More to come. Stay tuned. BTW, I finished Dr. Hochschild's new book. A killer read.


She puts the "science" back in "political science."
...I feel no inconsistency in celebrating what scientists are discovering about genomics and simultaneously insisting that environment, resources, and leadership—that is, politics—matter.

Finally, you can’t beat something with nothing. Skeptics’ and Rejecters’ warnings and critiques must be taken seriously, and some warrant action: government surveillance, racial essentialism, agribusiness control of food production, parents’ demands for perfect babies, “playing God” with species, bioterrorism—all range between threatening and pernicious.

However, many concerns of Skeptics and Rejecters tend to be fairly abstract, hypothetical, and inattentive to possible countermeasures. At least at this point in the history of genomics, these concerns do not in my view outweigh the compelling immediacy of using gene therapy to prevent a child’s death from leukemia, growing genetically modified rice that will provide vitamins to millions of malnourished people, freeing Black men from wrongful imprisonment that resulted from bad luck and lousy lawyering.20 Technology optimists can make gauzy promises that match up to pessimists’ abstract fears, but so far, the benefits of genomics are disproportionately concrete and its risks disproportionately diffuse. Thus the former outweigh the latter in my judgment...
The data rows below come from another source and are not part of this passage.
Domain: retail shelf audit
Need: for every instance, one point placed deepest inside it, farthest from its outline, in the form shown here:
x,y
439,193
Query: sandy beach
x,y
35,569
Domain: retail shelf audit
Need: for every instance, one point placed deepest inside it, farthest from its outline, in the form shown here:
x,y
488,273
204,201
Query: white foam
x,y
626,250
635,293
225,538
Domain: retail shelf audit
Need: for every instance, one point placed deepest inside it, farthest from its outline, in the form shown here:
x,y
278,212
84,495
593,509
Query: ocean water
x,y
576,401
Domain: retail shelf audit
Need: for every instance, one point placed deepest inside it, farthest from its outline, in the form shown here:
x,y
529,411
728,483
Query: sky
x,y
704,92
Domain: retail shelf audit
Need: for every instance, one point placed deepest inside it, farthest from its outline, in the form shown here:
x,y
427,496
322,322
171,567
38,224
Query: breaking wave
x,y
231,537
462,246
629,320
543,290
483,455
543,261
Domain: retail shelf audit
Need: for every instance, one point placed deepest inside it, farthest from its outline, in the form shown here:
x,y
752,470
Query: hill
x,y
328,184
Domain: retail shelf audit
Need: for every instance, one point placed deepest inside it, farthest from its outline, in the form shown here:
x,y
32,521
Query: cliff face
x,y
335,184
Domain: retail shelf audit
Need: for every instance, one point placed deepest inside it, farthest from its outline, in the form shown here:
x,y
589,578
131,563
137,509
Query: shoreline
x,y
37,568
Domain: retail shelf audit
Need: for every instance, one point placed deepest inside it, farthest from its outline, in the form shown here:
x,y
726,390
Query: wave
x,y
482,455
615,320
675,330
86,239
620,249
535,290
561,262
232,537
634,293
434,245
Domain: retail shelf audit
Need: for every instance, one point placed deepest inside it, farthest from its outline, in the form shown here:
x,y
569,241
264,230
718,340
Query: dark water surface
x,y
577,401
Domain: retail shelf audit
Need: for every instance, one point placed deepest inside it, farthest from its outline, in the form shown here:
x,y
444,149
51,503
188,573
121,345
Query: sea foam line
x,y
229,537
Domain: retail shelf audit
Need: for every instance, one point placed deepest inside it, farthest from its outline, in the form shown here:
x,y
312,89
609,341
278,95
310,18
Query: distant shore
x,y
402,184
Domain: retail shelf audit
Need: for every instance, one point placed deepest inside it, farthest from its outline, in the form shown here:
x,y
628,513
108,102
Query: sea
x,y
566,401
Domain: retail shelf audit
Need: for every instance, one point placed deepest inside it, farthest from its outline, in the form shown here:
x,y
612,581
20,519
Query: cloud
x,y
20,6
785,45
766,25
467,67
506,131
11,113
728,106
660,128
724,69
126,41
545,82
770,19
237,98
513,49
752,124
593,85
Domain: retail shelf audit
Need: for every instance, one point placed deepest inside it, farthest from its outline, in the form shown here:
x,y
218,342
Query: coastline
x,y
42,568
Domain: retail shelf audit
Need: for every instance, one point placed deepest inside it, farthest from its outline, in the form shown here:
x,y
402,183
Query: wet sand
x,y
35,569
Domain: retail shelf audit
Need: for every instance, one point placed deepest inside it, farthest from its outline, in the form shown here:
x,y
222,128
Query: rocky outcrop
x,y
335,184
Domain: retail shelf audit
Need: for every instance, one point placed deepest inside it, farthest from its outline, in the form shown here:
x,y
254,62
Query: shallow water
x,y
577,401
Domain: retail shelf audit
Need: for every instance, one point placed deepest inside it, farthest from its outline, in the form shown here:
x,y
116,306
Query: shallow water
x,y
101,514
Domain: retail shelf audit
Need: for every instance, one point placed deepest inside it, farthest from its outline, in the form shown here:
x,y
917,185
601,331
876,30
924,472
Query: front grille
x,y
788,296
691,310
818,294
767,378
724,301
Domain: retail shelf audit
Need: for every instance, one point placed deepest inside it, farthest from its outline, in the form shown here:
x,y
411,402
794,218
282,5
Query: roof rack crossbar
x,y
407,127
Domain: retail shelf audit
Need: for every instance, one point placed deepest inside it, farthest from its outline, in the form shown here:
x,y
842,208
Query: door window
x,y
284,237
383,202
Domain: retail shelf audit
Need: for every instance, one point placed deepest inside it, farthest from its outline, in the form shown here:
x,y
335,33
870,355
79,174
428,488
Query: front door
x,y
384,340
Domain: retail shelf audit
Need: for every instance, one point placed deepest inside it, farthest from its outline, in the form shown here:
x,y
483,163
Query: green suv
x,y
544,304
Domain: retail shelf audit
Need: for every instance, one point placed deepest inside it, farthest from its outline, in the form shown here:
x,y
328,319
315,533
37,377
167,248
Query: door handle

Hochschild, Jennifer. Genomic Politics (pp. 233-234). Oxford University Press. Kindle Edition.
Ah, what do I know? I am not a scientist. Define "science." And, is "Deliberation Science" actually a thing? 

CODA
"There has long been a view of science writing that imagines it’s about opening up the ivory tower and making its obscure contents accessible to the masses. But this is a strange model, laden with troubling corollaries. It implicitly assumes that science is beleaguered and unappreciated, and that unwilling audiences must be convinced of its importance and value. It equates science with journals, universities, and other grand institutions that are indeed opaque and cloistered. And treating science as a special entity that normies are finally being invited to take part in is also somewhat patronizing." —Ed Yong
Interesting. Perhaps re-posting some Jennifer Hochschild is warranted.
The choice of good decision-makers—and of those who should be left out of the room where it happens—is a matter of politics, not rationality. The social science experts’ long lists of appropriate and inappropriate decision-makers make it clear that we can expect no consensus around a small set of “the correct” governors. Many actors have claims; people have varied evaluations of the legitimacy and priority of those claims; there is no authority or consensual process for evaluating the actors or their claims. That is why political activity is essential—and entirely warranted in a democratic polity. Decision-making about societal uses of genomics will and mostly should include negotiation, emotion, rational discourse, scientific evidence, procedures and precedents, trade-offs and pay-offs, and power grabs. It may never be finally resolved.—Genomic Politics (pp. 218-219).